Another important challenge, and one I believe our sector is tackling well, relates to maintaining economic activity levels, both to safeguard the normal supply of medicines and health products and to collaborate in economic stability and the strengthening of the industrial sector in general.

We have heard the major players call for greater public-private cooperation to guarantee fair access. How important is this?

As I pointed out before, if this crisis has highlighted something, it’s the need to work in a coordinated manner, joining forces across sectors, be they public or private, to find solutions. A good example of this is biomedical research and the strengthening of the research sector, which are more important than ever before. This is an especially relevant aspect for companies like Roche, a leader in biomedical R&D in Spain, where we invest more than 60 million euros in clinical research, which translates into nearly 300 clinical trials in hospitals with the participation of more than 16,000 patients. It is essential to maintain this activity during the current crisis, and for this reason Roche has been working for months now on a new premise driven by the impact of COVID-19, which will include telemedicine and the extended use of digital tools to numerous aspects of clinical research and healthcare activity that were previously carried out in person.

How are the big pharmaceuticals holding up agains this complex and as-yet uncontrolled situation?

There is no doubt that the pandemic has significantly accelerated the transformation in which our sector was already immersed, which had been driven by the increasing digitalization of the health system and by advancements in what we call the omics sciences – genomics, proteomics, for example. Both of these factors have opened the door to a new research model that translates into innovations that are increasingly framed within what we call personalized medicine, which at its heart is simply providing each patient with the treatment that best suits the particular molecular profile of the disease they are suffering from at the most opportune time.

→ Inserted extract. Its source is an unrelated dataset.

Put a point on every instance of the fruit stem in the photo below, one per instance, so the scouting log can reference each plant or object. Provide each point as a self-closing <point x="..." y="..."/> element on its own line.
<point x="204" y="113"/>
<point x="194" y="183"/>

The pharma sector is undergoing its own transformation and according to the latest studies, it has weathered the pandemic well. How do you see the future?

In terms of the process of research, development and making therapeutic innovations available to patients, the pandemic has spurred our sector on, and we are all adding even more efficiency to a process that was already efficient, and cutting deadlines wherever possible without impacting on patient safety, which is the absolute priority for us. If you think about it, in the space of just a few months, dozens of vaccine and antiviral projects are well under way, and there is already a wide range of diagnostic tests available. That indicates that the sector has picked up the gauntlet, and that it’s going to do everything possible in the future to find ways to solve this unprecedented global health problem, always in collaboration with health authorities around the world.

There is no doubt that the pandemic has significantly accelerated the transformation in which our sector was already immersed, which had been driven by the increasing digitalization of the health system and by advancements in what we call the omics sciences

 You play an essential role, providing care, managing operations and as first point of contact with society in terms of communication. How would rate the communication aspect?

I believe that this crisis has opened the eyes of many people and society at large to the enormous value that the pharmaceutical sector adds to their quality of life. And I say that not only in terms of offering possible solutions in record time but also in terms of our capacity to act as an indispensable collaborator within the health system, as a promoter of research and as an economic driver that brings talent and innovation together.